Avi Kivity April 20, 2011, 9:02 a.m. UTC | #6

On 04/18/2011 09:38 PM, Takuya Yoshikawa wrote:
> From: Takuya Yoshikawa<yoshikawa.takuya@oss.ntt.co.jp>
>
> We optimize multi level guest page table walk as follows:
>
>    1. We cache the memslot which, probably, includes the next guest page
>       tables to avoid searching for it many times.
>    2. We use get_user() instead of copy_from_user().
>
> Note that this is kind of a restricted way of Xiao's more generic
> work: "KVM: optimize memslots searching and cache GPN to GFN."

Good optimization.  copy_from_user() really isn't optimized for short 
buffers, I expect much of the improvement comes from that.

> +/*
> + * Read the guest PTE refered to by table_gfn and offset and put it into ptep.
> + *
> + * *slot_hint, if not NULL, should point to a memslot which probably includes
> + * the guest PTE.  The actual memslot will be put back into this so that
> + * callers can cache it.
> + */

Please drop the slot_hint optimization.  First, it belongs in a separate 
patch.  Second, I prefer to see a generic slot sort instead of an ad-hoc 
cache.

>   static int FNAME(read_guest_pte)(struct kvm_vcpu *vcpu, struct kvm_mmu *mmu,
> -				 gfn_t table_gfn, int offset, pt_element_t *ptep)
> +				 gfn_t table_gfn, int offset, pt_element_t *ptep,
> +				 struct kvm_memory_slot **slot_hint)
>   {
> -	return kvm_read_guest_page_mmu(vcpu, mmu, table_gfn, ptep,
> -				       offset, sizeof(*ptep),
> -				       PFERR_USER_MASK | PFERR_WRITE_MASK);
> +	unsigned long addr;
> +	pt_element_t __user *ptep_user;
> +	gfn_t real_gfn;
> +
> +	real_gfn = mmu->translate_gpa(vcpu, gfn_to_gpa(table_gfn),
> +				      PFERR_USER_MASK | PFERR_WRITE_MASK);
> +	if (real_gfn == UNMAPPED_GVA)
> +		return -EFAULT;
> +
> +	real_gfn = gpa_to_gfn(real_gfn);
> +
> +	if (!(*slot_hint) || !gfn_in_memslot(*slot_hint, real_gfn))
> +		*slot_hint = gfn_to_memslot(vcpu->kvm, real_gfn);
> +
> +	addr = gfn_to_hva_memslot(*slot_hint, real_gfn);
> +	if (kvm_is_error_hva(addr))
> +		return -EFAULT;
> +
> +	ptep_user = (pt_element_t __user *)((void *)addr + offset);
> +	return get_user(*ptep, ptep_user);
>   }
>
>   /*
> @@ -130,6 +155,7 @@ static int FNAME(walk_addr_generic)(struct guest_walker *walker,
>   	gpa_t pte_gpa;
>   	bool eperm, present, rsvd_fault;
>   	int offset, write_fault, user_fault, fetch_fault;
> +	struct kvm_memory_slot *slot_cache = NULL;
>
>   	write_fault = access&  PFERR_WRITE_MASK;
>   	user_fault = access&  PFERR_USER_MASK;
> @@ -168,7 +194,8 @@ walk:
>   		walker->table_gfn[walker->level - 1] = table_gfn;
>   		walker->pte_gpa[walker->level - 1] = pte_gpa;
>
> -		if (FNAME(read_guest_pte)(vcpu, mmu, table_gfn, offset,&pte)) {
> +		if (FNAME(read_guest_pte)(vcpu, mmu, table_gfn,
> +					  offset,&pte,&slot_cache)) {
>   			present = false;
>   			break;
>   		}

Avi Kivity April 20, 2011, 9:09 a.m.

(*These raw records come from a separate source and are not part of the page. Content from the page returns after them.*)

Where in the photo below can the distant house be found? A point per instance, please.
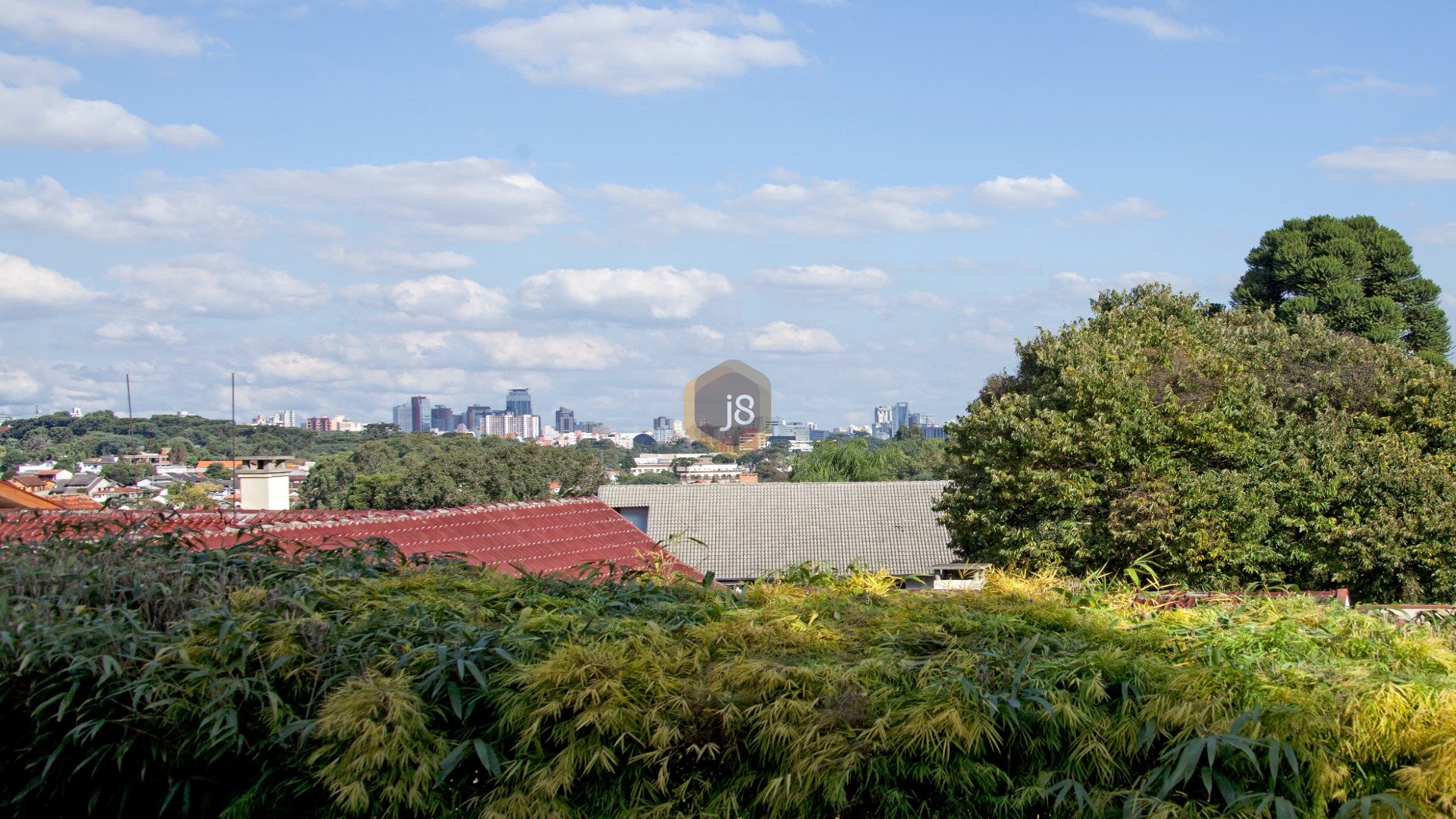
(93, 465)
(14, 496)
(752, 529)
(88, 484)
(546, 537)
(34, 483)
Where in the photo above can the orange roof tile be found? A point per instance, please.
(551, 535)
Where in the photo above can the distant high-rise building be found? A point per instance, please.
(441, 419)
(881, 428)
(797, 430)
(519, 403)
(565, 420)
(473, 414)
(899, 417)
(666, 430)
(510, 425)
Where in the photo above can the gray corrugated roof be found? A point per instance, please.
(752, 529)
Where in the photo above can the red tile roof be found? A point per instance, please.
(15, 497)
(552, 535)
(74, 502)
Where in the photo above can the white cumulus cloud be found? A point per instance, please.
(783, 337)
(638, 50)
(663, 293)
(840, 209)
(27, 287)
(389, 261)
(827, 209)
(471, 197)
(823, 278)
(34, 111)
(293, 366)
(1125, 210)
(47, 117)
(133, 331)
(1341, 79)
(216, 284)
(1152, 24)
(85, 25)
(47, 207)
(1395, 164)
(437, 299)
(1024, 191)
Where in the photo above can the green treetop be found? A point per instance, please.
(1354, 273)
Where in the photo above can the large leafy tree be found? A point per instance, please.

UTC | #7

On 04/19/2011 06:47 AM, Takuya Yoshikawa wrote:
> So if certain algorithm seems to be addapted, yes, I will test based
> on that.  IIRC, any practically good algorithm has not been found yet,
> right?

I think a simple sort based on size will provide the same optimization
(just the cache, not get_user()) without any downsides. Most memory in a
guest is usually in just one or two slots, that's the reason for the
high hit rate.

Andi Kleen April 29, 2011, 2:46 a.m. UTC | #8

Avi Kivity <avi@redhat.com> writes:
>
> Good optimization.  copy_from_user() really isn't optimized for short
> buffers, I expect much of the improvement comes from that.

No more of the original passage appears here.